AI Is Not Coming For Your (Developer) Job
But the job is changing
No, AI is not coming for your developer job, regardless of the nonsense the hype mongers are pushing. (I'm talking just about developer jobs—it obviously impacts other areas.) That's not to say the layoffs aren't real, but rather that the corporations are hiding normal corporate behavior behind a smokescreen of "AI makes us vastly more efficient!" Those layoffs are a hedge against the current economic downturn. They are downsizing to game the next quarter's earnings numbers. Don't expect the layoffs to stop, but they have nothing to do with "efficiency gains, because AI!" The problems are tariffs, isolationism, and the failure to reinvest wealth concentrated in a very few hands back into the economy.
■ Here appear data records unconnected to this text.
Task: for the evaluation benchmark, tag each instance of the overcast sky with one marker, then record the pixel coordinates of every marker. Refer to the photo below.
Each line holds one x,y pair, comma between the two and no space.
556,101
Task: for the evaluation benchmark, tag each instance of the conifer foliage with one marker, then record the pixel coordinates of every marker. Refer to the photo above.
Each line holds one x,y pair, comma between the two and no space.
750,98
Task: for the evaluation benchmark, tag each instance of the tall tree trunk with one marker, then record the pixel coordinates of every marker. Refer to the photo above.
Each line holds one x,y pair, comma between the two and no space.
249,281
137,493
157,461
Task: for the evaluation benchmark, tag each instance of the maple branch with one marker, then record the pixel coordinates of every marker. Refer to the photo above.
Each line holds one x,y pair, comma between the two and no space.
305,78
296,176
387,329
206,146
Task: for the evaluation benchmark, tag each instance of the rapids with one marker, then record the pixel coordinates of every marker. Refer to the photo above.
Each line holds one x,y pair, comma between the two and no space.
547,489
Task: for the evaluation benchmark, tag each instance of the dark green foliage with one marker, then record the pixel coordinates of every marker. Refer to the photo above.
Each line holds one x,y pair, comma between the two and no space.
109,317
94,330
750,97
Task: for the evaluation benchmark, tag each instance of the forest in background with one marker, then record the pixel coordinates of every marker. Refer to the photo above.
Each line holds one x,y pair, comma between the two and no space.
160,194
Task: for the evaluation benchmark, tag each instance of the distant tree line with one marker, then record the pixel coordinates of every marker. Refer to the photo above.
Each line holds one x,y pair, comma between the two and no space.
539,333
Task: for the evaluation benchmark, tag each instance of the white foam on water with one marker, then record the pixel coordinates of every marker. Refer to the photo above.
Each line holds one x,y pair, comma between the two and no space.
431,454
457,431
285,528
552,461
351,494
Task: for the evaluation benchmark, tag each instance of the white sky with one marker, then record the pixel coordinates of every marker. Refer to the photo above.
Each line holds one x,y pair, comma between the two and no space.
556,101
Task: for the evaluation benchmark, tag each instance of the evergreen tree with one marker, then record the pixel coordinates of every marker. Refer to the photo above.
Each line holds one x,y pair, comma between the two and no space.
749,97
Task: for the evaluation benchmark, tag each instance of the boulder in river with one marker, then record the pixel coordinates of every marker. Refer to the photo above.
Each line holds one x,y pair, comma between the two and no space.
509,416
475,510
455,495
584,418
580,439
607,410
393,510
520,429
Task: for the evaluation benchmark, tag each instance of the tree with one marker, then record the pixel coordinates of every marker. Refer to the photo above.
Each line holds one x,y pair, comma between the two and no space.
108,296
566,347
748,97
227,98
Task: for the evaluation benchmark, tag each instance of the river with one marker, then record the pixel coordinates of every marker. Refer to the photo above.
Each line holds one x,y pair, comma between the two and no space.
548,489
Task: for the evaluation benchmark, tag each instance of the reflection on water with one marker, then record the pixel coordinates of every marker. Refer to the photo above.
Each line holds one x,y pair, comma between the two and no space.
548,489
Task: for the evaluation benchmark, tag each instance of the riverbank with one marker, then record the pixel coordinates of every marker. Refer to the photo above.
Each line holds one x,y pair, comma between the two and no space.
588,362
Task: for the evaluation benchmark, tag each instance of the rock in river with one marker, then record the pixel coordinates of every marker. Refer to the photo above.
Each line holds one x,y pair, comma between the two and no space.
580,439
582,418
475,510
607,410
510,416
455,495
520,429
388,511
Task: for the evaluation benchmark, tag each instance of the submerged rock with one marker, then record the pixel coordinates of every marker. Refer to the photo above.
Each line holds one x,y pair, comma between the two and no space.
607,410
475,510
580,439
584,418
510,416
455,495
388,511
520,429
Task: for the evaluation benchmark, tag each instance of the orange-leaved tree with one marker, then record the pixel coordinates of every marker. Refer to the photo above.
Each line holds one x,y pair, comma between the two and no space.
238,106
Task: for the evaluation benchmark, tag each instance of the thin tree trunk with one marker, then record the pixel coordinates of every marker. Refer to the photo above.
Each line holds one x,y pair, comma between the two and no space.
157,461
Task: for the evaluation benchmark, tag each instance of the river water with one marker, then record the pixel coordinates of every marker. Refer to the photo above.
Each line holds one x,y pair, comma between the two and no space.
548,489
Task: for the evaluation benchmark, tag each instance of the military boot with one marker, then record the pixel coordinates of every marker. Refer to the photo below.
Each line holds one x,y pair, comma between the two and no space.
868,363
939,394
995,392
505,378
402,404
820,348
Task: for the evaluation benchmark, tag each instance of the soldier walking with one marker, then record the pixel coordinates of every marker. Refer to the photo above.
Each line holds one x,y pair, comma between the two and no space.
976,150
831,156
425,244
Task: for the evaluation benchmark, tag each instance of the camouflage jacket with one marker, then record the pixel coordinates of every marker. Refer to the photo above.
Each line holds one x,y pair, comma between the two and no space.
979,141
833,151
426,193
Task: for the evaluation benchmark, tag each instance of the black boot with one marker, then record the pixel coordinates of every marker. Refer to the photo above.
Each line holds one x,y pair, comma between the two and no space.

For example [from https://t.ly/jQyZO]:
"Asked about the cuts on an October earnings call, Amazon Chief Executive Andy Jassy told analysts that the decision was 'not really financially driven and it's not even really AI-driven. Not right now, at least.'"
"A recent survey of global executives published in the Harvard Business Review found that although AI has been cited as the reason for some layoffs, those cuts are almost entirely anticipatory: executives expect big efficiency gains that have not yet been realized."
Execs are making decisions based on magical thinking. "Soon" is always six months away. Many of these companies will not survive while they chase the end of that particular rainbow.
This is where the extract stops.